Law Enforcement and Agency Liaison (LEAL) Team

The story of LEAL in 2005 is a story of relationships with law enforcement agencies, some enhanced and some damaged. As a liaison group, the LEAL team is only as good as the quality of relationships members maintain. Experience from 2005 illustrates both the potential for growth in relationship management and the downside of relationship deterioration.


The LEAL team had a good year overall on the playa. Continued efforts honed working relationships with the other Ranger departments, and many examples showed successful internal communication and coordination. A couple of LEAL newbies were a little rough around the edges, but this issue can be addressed in 2006 with training.
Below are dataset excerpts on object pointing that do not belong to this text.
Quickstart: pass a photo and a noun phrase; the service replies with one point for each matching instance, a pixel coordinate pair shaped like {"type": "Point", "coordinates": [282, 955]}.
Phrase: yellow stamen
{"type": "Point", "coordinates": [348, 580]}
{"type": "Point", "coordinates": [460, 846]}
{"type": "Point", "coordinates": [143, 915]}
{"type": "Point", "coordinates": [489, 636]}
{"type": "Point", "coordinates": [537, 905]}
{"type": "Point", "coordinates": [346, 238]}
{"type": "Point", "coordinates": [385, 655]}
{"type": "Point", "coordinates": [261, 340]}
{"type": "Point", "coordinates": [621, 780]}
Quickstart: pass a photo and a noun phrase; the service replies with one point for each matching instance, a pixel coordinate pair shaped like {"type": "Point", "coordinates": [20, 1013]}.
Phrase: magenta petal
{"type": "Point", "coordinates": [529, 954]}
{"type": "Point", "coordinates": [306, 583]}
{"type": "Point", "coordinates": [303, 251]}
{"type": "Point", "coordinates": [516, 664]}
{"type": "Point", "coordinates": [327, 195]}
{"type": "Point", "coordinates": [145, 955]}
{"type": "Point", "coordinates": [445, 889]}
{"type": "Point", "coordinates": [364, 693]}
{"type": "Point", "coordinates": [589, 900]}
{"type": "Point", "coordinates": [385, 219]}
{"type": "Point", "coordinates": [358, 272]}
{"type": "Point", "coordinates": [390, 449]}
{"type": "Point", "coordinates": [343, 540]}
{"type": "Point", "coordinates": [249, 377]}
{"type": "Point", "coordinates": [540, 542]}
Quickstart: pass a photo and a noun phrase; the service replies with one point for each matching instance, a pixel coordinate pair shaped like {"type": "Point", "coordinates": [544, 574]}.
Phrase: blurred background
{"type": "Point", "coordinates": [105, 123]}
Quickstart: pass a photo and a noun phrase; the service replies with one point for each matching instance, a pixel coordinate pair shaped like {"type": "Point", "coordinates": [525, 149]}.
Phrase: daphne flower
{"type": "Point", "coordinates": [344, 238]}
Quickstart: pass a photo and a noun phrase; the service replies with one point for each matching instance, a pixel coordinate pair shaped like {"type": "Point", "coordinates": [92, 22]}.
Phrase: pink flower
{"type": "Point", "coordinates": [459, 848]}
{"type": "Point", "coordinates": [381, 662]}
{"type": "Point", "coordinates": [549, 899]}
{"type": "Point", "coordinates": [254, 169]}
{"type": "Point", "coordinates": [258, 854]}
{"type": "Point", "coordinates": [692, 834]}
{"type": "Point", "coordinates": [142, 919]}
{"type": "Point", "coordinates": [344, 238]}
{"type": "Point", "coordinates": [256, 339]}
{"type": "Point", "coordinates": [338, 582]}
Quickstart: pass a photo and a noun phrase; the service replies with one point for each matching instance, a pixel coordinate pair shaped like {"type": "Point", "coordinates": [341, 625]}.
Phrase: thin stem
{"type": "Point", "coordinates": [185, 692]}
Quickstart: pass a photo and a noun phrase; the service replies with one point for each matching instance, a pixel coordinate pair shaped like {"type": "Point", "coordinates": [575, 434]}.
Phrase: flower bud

Outside Black Rock City Law Enforcement Agencies

LEAL’s relationship with Washoe County Sheriff Office (WCSO) continued to mature in 2005. Both sides have gained enough experience together that each has come to rely on the other’s perspective. For example, WCSO worked with LEAL within the limits of the law to help address some low-life ticket scalpers operating in Gerlach. Efforts will continue over the winter to help eliminate this problem.

The Nevada Highway Patrol (NHP) relationship also continued to flower in 2005. NHP is more a part of the total law enforcement team than ever before. A representative attended Daily Agency Meetings on playa and responded to requests for information and perspective relative to their areas of responsibility.

Pershing County Sheriff Office (PSCO)

Historically strained relationships with PCSO have improved, and this agency was probably the most communicative and cooperative group the LEAL team worked with on playa this year. The quality of this working relationship has improved for several reasons. For one, LEAL representatives communicated with PCSO extensively in the winter months to address their concerns about Burning Man 2005. This effort continued with action to respond to their requests (for example, informing theme camps with bars about avoiding underage drinkers). They were pleased with these efforts, and their previously expressed concerns became non-issues.

Second, the LEAL team made an express effort to be forthright and honest in all communications with PCSO. They came to appreciate the lack of any “game playing” and responded with open communications themselves. This experience illustrates how such positive relationships develop. An “instant breakthrough” resulted in 2005 after 6 years of diligent work.

Third, PCSO officers distinguished themselves on playa this year. In particular, they could not have exhibited more professionalism and sensitivity in cases such as domestic violence. These achievements received specific notice and were reported to all at the Daily Agency Meeting.

Finally, some real successes resulted from working with PCSO on playa this year. The Rangers and LEAL coordinated closely with PCSO on two separate occasions to apprehend two sexual assault suspects. These instances showed everyone just how far working relationships between law enforcement agencies and the Burning Man Project can reach.

Bureau of Land Management Law Enforcement (BLM LE)

The hard fact about quality relationships is that they take a long time to build. Trust operates much like a bank account – deposits must be made over time and sudden withdrawals of large amounts increase risk. Unfortunately, the LEAL team’s relationship with BLM LE did not improve in 2005. Communication and coordination problems generated on the Burning Man side caused some communication and coordination problems with BLM LE. A series of winter meetings are planned to heal any communication impasses that may exist.